Rahmat menjelaskan ada beberapa faktor yang membuat sebuah TPS dianggap rawan, di antaranya penggunaan hak pilih yang tidak memenuhi syarat seperti Pemilih Tambahan atau DPTb, DPK, dan KPPS di luar domisili. Dia juga menyebut faktor keamanan, contohnya kasus kekerasan dan/atau intimidasi.
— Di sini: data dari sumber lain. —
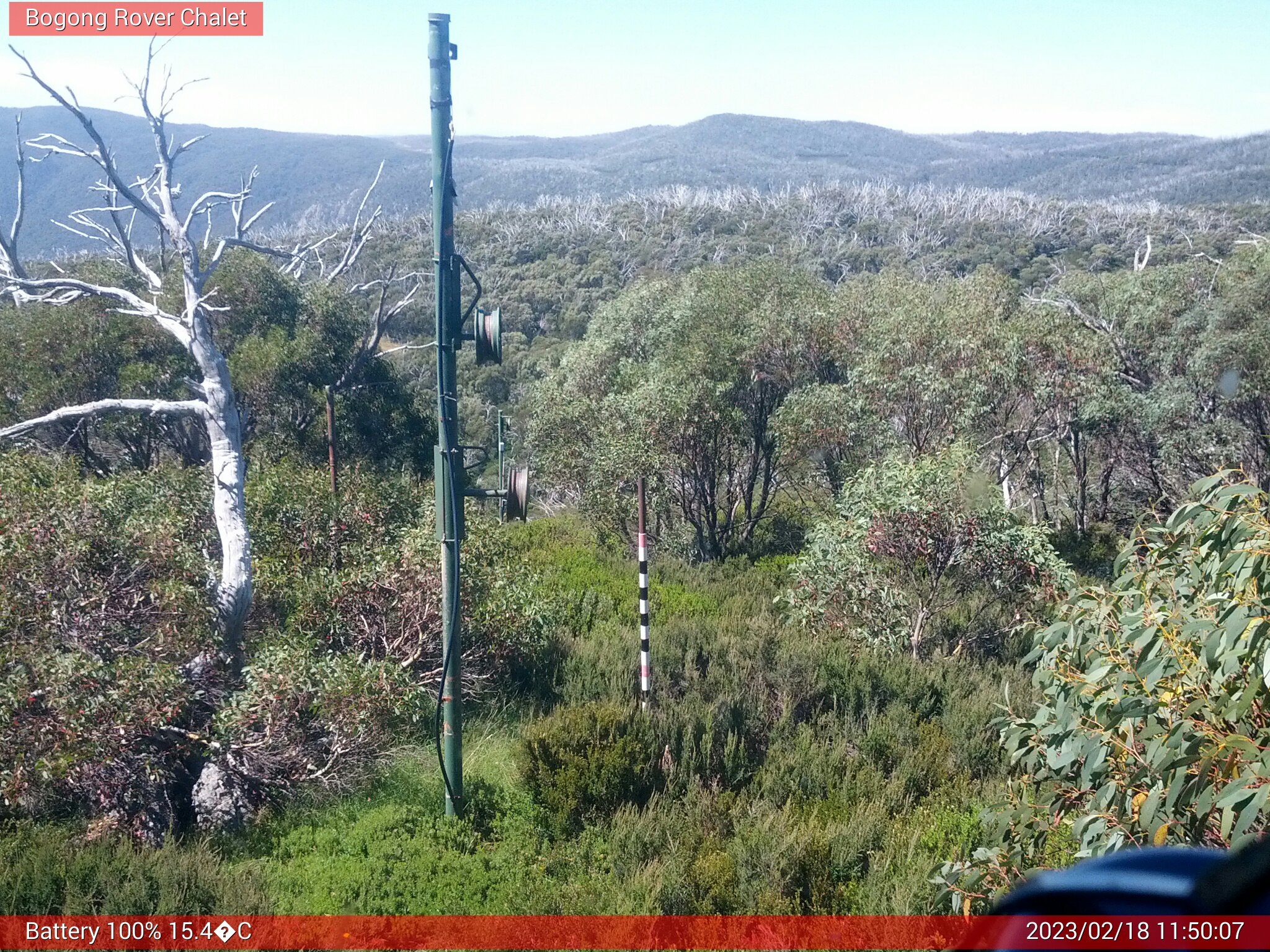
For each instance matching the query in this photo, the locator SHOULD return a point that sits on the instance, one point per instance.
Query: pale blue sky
(556, 68)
Rahmat juga menyoroti faktor kampanye, seperti politik uang dan/atau ujaran kebencian di sekitar TPS.
Selain itu, faktor netralitas penyelenggara, ASN, TNI/Polri, kepala desa dan/atau perangkat desa, faktor logistik termasuk riwayat kerusakan, kekurangan/kelebihan, tertukar, dan/atau keterlambatan surat suara, juga lokasi TPS yang sulit dijangkau, rawan bencana, dekat dengan lembaga pendidikan/pabrik/perusahaan, dekat dengan posko/ rumah tim kampanye peserta pemilu, dan/atau lokasi khusus, dan faktor jaringan listrik dan internet.
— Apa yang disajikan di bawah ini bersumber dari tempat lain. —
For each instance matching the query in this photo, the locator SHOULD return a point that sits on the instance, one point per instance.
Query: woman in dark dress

Berdasarkan pemetaan tersebut, Bawaslu menemukan tujuh indikator TPS rawan yang paling banyak terjadi, yakni 125.224 TPS terdapat pemilih DPT yang sudah tidak memenuhi syarat; 119.796 TPS yang terdapat Pemilih Tambahan (DPTb); 38.595 TPS yang terdapat KPPS yang merupakan pemilih di luar domisili TPS tempatnya bertugas; 36.236 TPS yang terdapat kendala jaringan internet di lokasi TPS; 21.947 TPS yang berada di dekat posko/rumah tim kampanye peserta pemilu; 18.656 TPS yang terdapat potensi Daftar Pemilih Khusus (DPK); dan 10. 794 TPS berada di wilayah rawan bencana (banjir, tanah longsor,dan/atau gempa).
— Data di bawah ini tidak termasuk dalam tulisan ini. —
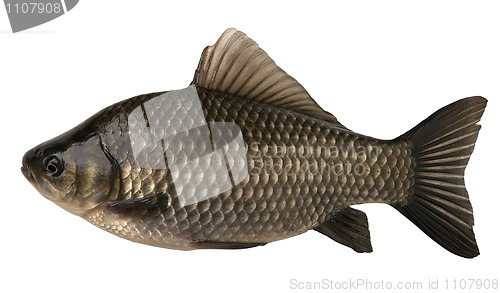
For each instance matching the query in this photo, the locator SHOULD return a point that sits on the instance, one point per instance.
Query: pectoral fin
(350, 228)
Selain itu, ada juga 14 indikator TPS rawan yang banyak terjadi, di antaranya 8.099 TPS mengalami kendala aliran listrik di lokasi TPS; 4.862 TPS terletak dekat lembaga pendidikan yang siswanya berpotensi memiliki hak pilih; dan 4.211 TPS sulit dijangkau.
Anggota Bawaslu Totok Hariyono menambahkan, pemetaan TPS rawan ini menjadi bahan bagi Bawaslu, KPU, peserta pemilu, pemerintah, aparat penegak hukum, pemantau, media, dan seluruh masyarakat untuk memitigasi agar pemungutan suara berlangsung lancar tanpa gangguan yang menghambat pemilu yang demokratis.
“Bawaslu melakukan strategi pencegahan, di antaranya melakukan patroli pengawasan di wilayah TPS rawan, koordinasi dan konsolidasi kepada pemangku kepentingan terkait, sosialisasi dan pendidikan politik kepada masyarakat,” ungkap Totok.
Selain itu, katanya, Bawaslu juga akan melakukan kolaborasi dengan pemantau pemilu dan pengawas partisipatif, dan menyediakan posko pengaduan masyarakat di setiap level yang bisa diakses masyarakat.
“Bawaslu juga melakukan pengawasan langsung untuk memastikan ketersediaan logistik pemilu di TPS, pelaksanaan pemungutan dan penghitungan suara sesuai ketentuan, akurasi data pemilih dan penggunaan hak pilih,” tuturnya.